In a typical year, there will be somewhere between 60 and 80 shows produced on campus. The Mainstage season in the Wirtz Center consists of between five and seven shows annually, including at least one musical. Additionally, student theatre and film projects abound. None of the productions, Mainstage or otherwise, require that you be a theatre major to be cast in a show. Moreover, any student can produce a show—the options are endless; if none of the available options meet your interests, you can create a new group.
Getting students involved in research opportunities is a major priority in the School of Communication. Currently, students can do research for course credit through independent studies—arranged between you and a professor of your choice; research practica, in which you work in a faculty member's research lab; research seminars, for group research projects; or writing a senior honors thesis, a year-long individual research project of your choice. Professors also can apply for funding to hire undergraduate students to help them with their own personal research. There are also small grants available for summer and regular-year research projects.
Most students find studying abroad easy to manage. The Study Abroad Office serves as a resource for exploring available programs. It's a good idea to consider continuing or starting a foreign language if you're interested in studying abroad.
Every University defines a Bachelor of Arts and a Bachelor of Science differently, that is, these degrees aren't standardized. The only difference between the two in the SoC is that a B.A. has a language requirement, and a B.S. may or may not, depending on the major. Typically, students in the performing/production arts (Theatre, Performance Studies, Radio/Television/Film) prefer a B.A. because it seems to fit better with their field. Students in the communication sciences (Communication Studies and Communication Sciences & Disorders) tend to choose a B.S., for similar reasons. The option is completely up to you, however. Talk to your adviser if you have more specific concerns.

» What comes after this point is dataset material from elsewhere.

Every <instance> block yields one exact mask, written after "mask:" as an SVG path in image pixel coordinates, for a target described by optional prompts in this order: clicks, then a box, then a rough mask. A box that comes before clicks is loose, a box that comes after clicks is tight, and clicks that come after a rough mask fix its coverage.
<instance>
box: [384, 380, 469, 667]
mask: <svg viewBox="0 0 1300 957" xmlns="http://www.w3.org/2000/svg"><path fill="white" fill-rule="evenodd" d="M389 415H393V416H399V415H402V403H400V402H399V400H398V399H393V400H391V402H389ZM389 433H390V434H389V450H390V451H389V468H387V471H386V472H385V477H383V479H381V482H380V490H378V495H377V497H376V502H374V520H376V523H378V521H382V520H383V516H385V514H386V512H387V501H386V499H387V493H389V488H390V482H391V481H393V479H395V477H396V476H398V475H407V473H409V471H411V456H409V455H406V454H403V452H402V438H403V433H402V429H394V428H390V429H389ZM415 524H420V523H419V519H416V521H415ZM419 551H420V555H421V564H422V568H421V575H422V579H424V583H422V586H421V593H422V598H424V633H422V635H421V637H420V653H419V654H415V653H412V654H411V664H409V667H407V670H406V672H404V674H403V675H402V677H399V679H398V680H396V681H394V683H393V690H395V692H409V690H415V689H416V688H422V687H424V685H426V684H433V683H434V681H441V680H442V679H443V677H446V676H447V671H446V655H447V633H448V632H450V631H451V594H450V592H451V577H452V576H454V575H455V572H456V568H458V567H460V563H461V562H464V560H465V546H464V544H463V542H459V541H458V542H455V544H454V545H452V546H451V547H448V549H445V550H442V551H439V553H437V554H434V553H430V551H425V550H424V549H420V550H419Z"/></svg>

Unless you are able to/want to commute from home, first-year students are required to live on campus. Some students love living in the dorms and decide to stay there all 4 years. A majority of students, however, have moved out of the dorms by their junior year. Many students rent apartments near campus and some switch to Greek housing. Northwestern is located in a very nice area of Evanston where there are ample apartment options within blocks of campus. Apartments can sometimes be more affordable than living on campus, and many students prefer it because they can pick their own rooms and roommates. The disadvantage is that some apartments can be much further away from campus than dorms; so, if you don't have a car, these commutes can be frustrating. For more specific questions, visit residential life at NU.
The School of Communication does not require students to have a single type of computer (i.e. PC or Mac). Please see NUIT's recommended laptop hardware for PC and Mac. For R/T/F follow the "power user" section.
The registrar's office maintains the university academic calendar.